Amanozine (W-1191-2) is a triazine diuretic compound.

Alilusem (M17055) is under development as a novel loop diuretic for oral administration. M17055 has a potent diuretic effect and can be categorized as a loop diuretic that inhibits both the cotransport of Na+, K+, and 2Cl
- at the thick ascending Henle’s loop and the reabsorption of Na+ at the distal tubule cells in the kidney. Structure of M17055 is different from those of other loop diuretics; M17055, which has a sulfate group in its structure is soluble and well absorbed, and its bioavailability in humans is 42-60% (unpublished observation). Considering that the pKa of M17055 is 2.39, almost of M17055 would be in ionized form at physiological pH in the small intestine.
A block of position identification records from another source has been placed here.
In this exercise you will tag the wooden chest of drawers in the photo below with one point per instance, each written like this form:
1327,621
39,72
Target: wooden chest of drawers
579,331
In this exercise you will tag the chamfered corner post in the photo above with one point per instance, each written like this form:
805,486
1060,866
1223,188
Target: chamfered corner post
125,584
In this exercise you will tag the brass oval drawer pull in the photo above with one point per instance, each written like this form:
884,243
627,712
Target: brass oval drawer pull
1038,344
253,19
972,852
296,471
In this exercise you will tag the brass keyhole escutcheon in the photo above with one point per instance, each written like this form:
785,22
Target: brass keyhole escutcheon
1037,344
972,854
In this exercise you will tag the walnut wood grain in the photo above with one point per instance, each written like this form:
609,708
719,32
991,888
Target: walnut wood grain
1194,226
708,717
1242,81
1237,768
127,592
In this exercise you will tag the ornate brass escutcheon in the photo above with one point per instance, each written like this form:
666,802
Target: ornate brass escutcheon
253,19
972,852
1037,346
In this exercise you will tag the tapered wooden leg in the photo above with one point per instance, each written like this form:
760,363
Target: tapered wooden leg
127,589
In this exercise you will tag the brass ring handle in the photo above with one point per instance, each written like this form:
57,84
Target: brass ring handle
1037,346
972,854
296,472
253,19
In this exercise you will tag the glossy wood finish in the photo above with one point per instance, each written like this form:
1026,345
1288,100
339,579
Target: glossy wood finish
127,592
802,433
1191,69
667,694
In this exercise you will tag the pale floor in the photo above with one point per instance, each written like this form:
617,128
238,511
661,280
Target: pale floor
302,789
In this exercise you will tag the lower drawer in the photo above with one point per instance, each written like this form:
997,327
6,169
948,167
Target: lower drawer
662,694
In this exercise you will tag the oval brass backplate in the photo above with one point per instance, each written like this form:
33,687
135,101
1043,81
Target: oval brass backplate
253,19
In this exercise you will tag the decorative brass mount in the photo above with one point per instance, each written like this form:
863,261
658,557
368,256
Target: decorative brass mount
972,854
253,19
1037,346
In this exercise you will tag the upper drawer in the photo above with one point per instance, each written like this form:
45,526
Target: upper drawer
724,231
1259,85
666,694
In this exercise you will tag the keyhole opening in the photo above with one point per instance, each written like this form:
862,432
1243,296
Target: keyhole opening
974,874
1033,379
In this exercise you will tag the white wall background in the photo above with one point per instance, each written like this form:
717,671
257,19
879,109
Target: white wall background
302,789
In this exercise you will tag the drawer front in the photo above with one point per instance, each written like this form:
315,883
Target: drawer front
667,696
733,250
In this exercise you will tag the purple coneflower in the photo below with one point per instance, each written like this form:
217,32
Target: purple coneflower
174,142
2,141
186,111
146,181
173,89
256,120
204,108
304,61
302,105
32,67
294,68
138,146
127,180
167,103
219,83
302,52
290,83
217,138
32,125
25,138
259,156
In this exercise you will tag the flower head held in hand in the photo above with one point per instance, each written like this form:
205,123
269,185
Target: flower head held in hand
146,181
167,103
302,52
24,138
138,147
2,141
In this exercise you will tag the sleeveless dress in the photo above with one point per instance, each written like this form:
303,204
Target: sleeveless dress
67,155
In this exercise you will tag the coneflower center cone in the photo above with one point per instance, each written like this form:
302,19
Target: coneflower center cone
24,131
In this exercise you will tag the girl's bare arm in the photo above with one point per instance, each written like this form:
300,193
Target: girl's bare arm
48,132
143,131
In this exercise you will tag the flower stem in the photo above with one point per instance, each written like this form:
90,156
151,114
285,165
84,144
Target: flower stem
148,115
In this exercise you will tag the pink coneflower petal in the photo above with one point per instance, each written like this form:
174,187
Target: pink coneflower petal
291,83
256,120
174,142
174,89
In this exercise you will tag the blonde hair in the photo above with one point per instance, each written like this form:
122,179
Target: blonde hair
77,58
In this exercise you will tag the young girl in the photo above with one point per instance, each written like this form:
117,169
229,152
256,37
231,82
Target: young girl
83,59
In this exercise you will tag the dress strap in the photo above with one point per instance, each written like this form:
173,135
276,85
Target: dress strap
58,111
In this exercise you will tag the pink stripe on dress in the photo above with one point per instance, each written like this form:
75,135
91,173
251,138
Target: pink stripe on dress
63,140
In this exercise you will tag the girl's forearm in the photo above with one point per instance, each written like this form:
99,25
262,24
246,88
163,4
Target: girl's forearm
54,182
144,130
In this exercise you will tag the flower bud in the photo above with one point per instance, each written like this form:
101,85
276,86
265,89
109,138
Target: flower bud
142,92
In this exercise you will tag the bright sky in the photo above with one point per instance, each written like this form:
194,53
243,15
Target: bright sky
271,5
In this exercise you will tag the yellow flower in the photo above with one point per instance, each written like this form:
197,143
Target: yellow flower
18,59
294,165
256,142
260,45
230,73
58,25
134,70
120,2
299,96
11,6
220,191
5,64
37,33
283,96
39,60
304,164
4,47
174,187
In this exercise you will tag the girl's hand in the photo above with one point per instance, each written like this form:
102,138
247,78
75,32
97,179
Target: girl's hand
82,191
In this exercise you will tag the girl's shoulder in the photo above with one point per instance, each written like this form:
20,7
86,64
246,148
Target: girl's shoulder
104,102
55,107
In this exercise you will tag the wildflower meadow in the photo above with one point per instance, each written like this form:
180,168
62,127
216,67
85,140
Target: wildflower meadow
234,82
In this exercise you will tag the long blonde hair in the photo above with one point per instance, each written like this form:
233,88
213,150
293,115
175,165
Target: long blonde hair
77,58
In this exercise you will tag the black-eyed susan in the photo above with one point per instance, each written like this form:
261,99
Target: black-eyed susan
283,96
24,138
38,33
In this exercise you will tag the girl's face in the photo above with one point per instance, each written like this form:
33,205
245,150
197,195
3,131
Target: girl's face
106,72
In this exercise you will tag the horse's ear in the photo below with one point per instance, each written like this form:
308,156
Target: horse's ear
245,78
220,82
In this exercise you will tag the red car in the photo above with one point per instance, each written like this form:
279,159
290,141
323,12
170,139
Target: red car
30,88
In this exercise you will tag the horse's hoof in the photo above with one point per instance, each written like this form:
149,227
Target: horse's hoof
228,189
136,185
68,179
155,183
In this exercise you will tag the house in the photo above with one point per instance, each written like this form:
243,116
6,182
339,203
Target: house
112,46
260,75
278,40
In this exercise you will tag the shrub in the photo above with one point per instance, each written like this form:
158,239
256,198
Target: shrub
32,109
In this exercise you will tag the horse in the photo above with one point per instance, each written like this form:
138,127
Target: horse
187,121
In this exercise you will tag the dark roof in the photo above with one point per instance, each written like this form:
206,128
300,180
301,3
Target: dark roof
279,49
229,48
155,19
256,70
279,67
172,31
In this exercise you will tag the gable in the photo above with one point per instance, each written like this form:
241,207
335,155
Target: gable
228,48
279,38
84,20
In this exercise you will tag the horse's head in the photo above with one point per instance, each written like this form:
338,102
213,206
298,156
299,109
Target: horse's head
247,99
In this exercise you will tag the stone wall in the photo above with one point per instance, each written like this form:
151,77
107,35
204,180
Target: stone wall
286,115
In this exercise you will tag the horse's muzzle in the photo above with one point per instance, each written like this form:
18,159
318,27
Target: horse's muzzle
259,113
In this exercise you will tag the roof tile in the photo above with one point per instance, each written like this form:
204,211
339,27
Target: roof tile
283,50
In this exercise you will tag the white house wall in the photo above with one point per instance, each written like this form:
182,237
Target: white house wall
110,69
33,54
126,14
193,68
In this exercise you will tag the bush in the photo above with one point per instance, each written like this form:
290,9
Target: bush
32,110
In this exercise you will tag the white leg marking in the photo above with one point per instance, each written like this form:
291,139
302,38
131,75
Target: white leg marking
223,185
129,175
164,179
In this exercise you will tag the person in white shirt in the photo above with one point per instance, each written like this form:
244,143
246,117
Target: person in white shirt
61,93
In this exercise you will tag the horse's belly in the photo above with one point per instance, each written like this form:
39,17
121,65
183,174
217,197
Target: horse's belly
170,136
In humans, the major elimination route of M17055 is renal excretion, 59-72% of the dose being recovered in unchanged form in urine; the remainder is thought to be metabolized by both CYP3A4 and CYP2C9.
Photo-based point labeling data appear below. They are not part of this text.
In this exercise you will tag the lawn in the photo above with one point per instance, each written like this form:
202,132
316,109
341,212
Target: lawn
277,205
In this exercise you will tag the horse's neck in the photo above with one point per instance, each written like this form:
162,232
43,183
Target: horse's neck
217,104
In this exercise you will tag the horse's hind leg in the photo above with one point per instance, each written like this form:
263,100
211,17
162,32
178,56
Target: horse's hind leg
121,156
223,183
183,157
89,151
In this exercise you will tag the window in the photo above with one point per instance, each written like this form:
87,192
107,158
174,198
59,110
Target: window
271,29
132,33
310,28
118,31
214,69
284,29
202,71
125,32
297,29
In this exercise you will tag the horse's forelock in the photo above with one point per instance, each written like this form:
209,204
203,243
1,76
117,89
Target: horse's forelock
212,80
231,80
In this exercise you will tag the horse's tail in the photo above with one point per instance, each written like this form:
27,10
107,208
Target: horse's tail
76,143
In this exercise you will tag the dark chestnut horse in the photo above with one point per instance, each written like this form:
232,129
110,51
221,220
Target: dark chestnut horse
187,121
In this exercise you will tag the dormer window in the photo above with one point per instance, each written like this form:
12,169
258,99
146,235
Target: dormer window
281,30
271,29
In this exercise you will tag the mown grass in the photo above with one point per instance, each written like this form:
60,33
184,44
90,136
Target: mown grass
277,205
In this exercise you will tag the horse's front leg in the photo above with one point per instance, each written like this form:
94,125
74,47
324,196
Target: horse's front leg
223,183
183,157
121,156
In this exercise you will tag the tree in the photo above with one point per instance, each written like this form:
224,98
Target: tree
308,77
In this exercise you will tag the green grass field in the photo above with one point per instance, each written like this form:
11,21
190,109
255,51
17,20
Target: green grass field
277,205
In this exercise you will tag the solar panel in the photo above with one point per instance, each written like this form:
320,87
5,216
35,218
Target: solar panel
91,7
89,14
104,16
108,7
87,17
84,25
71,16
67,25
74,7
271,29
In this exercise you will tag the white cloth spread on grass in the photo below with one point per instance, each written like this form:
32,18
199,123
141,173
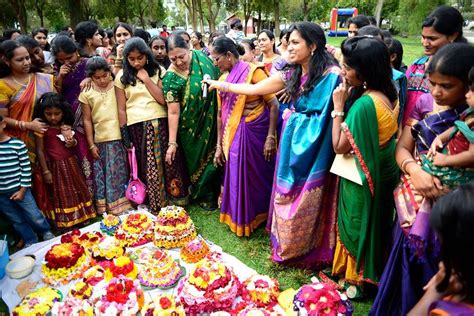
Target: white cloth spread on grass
8,285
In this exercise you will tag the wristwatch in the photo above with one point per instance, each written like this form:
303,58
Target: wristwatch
335,113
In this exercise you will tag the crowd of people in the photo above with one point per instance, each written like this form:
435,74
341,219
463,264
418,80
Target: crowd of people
333,147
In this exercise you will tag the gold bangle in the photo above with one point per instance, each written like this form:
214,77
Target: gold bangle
405,163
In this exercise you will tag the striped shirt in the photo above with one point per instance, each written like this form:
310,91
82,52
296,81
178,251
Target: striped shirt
15,169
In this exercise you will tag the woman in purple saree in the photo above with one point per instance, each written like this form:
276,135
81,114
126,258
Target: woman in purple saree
246,142
302,219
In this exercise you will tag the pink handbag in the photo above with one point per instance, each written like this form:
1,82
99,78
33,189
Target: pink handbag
136,190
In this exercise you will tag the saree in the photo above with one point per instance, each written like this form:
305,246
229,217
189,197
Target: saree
247,175
414,255
302,218
365,212
197,130
450,308
71,91
20,105
417,85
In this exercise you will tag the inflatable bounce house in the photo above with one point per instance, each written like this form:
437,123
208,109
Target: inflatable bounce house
338,19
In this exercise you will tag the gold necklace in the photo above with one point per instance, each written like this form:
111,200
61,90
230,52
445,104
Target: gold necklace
22,84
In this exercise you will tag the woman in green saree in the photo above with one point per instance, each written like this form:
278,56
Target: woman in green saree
368,130
192,118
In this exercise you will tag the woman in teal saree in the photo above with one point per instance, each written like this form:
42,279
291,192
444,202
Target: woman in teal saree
365,211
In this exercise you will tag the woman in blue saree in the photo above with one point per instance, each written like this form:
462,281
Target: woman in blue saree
302,213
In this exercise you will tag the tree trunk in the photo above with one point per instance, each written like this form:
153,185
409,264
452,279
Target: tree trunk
247,13
201,15
193,14
378,12
211,18
276,14
19,6
259,25
39,5
76,12
305,10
Clofenamide is a benzenedisulfonamide-based agent and carbonic anhydrase (CA) inhibitor with diuretic activity. Clofenamide inhibits CA, thereby preventing sodium, bicarbonate and thus water reabsorption in the proximal convoluted tubule resulting in diuresis.

Clopamide is a thiazide diuretic which helps in removing fluid from the body. Clopamide is used in treatment of hypertension and edema.

Zidapamide (1-methyl-2-(3'-sulphenyl-4'-chlorobenzamido)-isoindoline) is an isoindoline derivative exerting diuretic, salutaric and hypotensive activity.

Piretanide (INN, trade names Arelix, Eurelix, Tauliz) has been synthesized in 1973 at Hoechst AG (Germany) as a loop diuretic[2] compound by using a then-new method for introducing cyclic amine residues in an aromatic nucleus in the presence of other aromatically bonded functional groups. Studies of piretanide in rats and dogs in comparison with other high-ceiling diuretics such as furosemide and bumetanide found a more suitable dose/response rate (regression line) and a more favourable sodium/potassium excretion ratio. These findings led eventually to clinical studies in man and finally to the introduction as a saluretic and antihypertensive medication in Germany, France, Italy and other countries.